The weeping willow casts a backdrop against the setting sun.
By James Kinneen
Hometown Weekly Reporter
Many Walpole residents have walked through Bird Park hundreds of times, likely stopping to look at the various wildlife in the ponds or the flowers on the banks of the water, but it’s rare that anyone thinks of the park’s trees as anything more than scenery. But they should. Bird Park has a wide variety of unique arboreal specimens. So, to both educate the public and give town residents another reason to visit the park, Bird Park is currently hosting a Tree Trek through August 16.
Essentially, five of the park’s trees have a placard in front of them to give some facts about its species, talk a little bit about the specific tree, and give kids a fun thing to look for on it.
Starting at the Rhoades Avenue entrance, the first tree on the trek was the weeping willow. Weeping willows are so-called because “when raindrops fall from the drooping branches of the tree down to the ground, they resemble tears.” The placard also told visitors weeping willows have been used to prevent plenty of tears, as “a compound called 'salicin' found in the bark of willows is used in the production of aspirin.” They must also be good for photoshoots, seeing as how when I arrived, a couple was taking some type of professional pictures there. When I left, the same couple had worked their way around the park back to the tree for even more photos.
Next came the Norway spruce. A placard noted that the Christmas tree at Rockefeller Center is a Norway spruce, and that in Sweden, there is a Norway spruce that’s over 9,000 years old. As a challenge, kids were tasked with finding a “witches broom," which might give adults flashbacks to reading Highlights Magazine (which often hid images of hammers, brooms, etc. in the tree branches of their famed puzzles) as children. In this case, a “witches broom” is a naturally occurring point where a bunch of mass shoots out of a single point on the tree’s branch, looking like a broom.
The pin oak had a nice bench under its shade. This type of tree can produce up to 15,000 acorns, though, so be careful if you sit under it. Kids were tasked with guessing the tree’s age, and though there was no definitive answer, the one in Bird Park is definitely over 100 years old.
The linden, or basswood, had some things that made it interesting. Lindens are soft and become full of cavities as they age, which, combined with sweet flowers they produce in the spring, make them home to a variety of wildlife.
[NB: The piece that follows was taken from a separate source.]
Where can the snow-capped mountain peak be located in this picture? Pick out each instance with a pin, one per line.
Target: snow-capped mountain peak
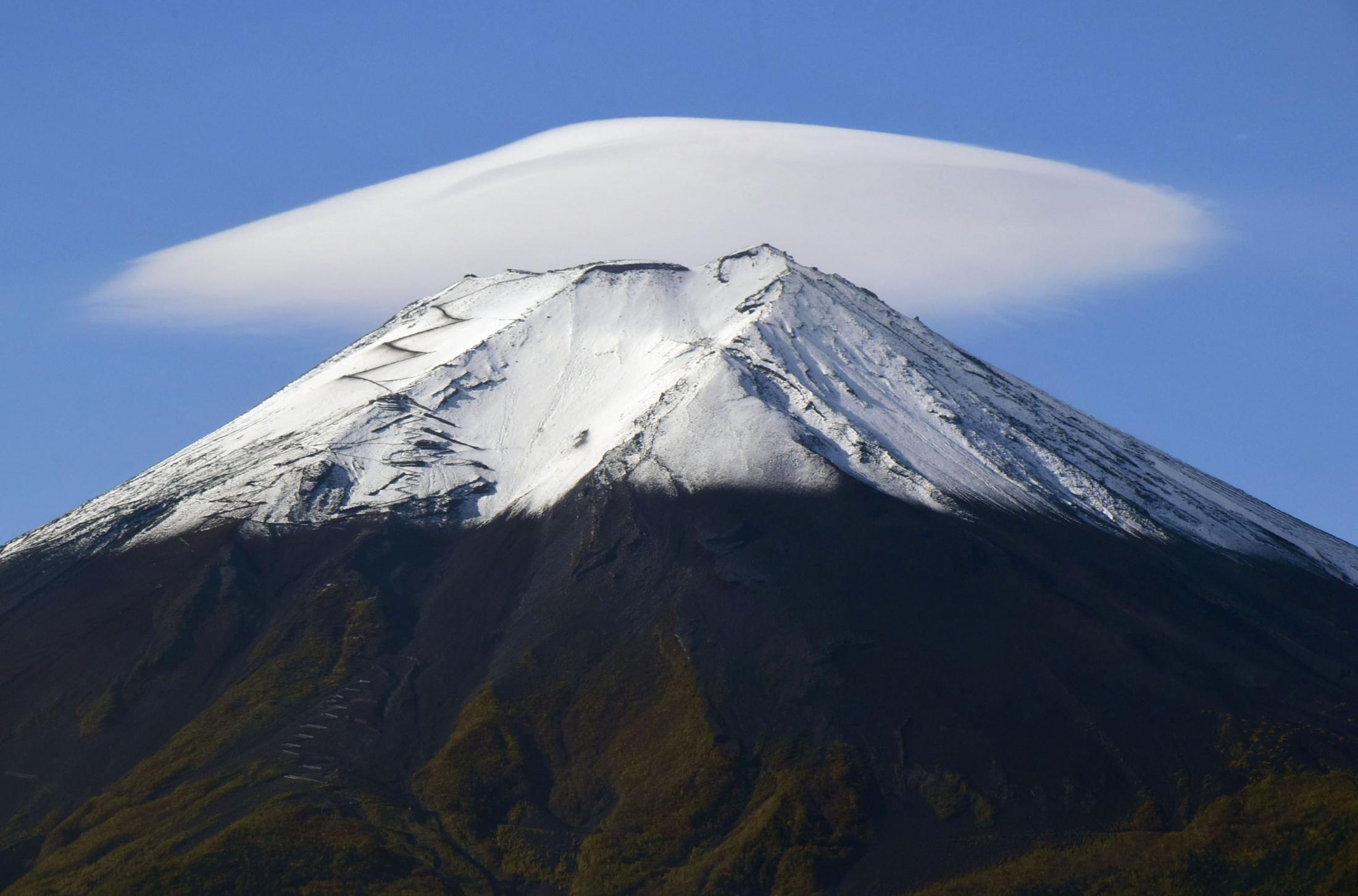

To that end, kids were tasked with seeing if they could find any animals nesting in the tree’s cavities.
The European beech produces beechnuts, which you can eat - and many animals do. Unfortunately, like most of us after lockdown, they are very bitter and high in fat. But if you soak the leaves in gin, you can produce the liqueur called beech leaf noyau. The tree is easy to carve into, so if you see a tree with a bunch of teenagers' carvings in it (which this one sadly also sported) it is likely a European beech.
Finally came the horse chestnut. Horse chestnuts don’t actually produce chestnuts - those come from the American chestnut tree. Instead, horse chestnuts produce “conkers,” which can make you sick if you eat them. Apparently, they’re either called horse chestnuts because people fed horses the conkers (which was a bad idea), or because when their leaves fall off, the scar that is left behind looks like a horseshoe. Either way, there was a Baltimore oriole nest for kids to try and find, hanging from the tree.
There’s an old thought experiment called Molyneux’s Problem, which discusses whether a colorblind scientist who nonetheless knows everything about colors - how they work, how the eye processes them etc. - understands colors more or less than a person who knows nothing about colors, but can see them. The point being, while reading about these types of trees can give you a huge knowledge base, there’s nothing like actually going to Bird Park and seeing them for yourself.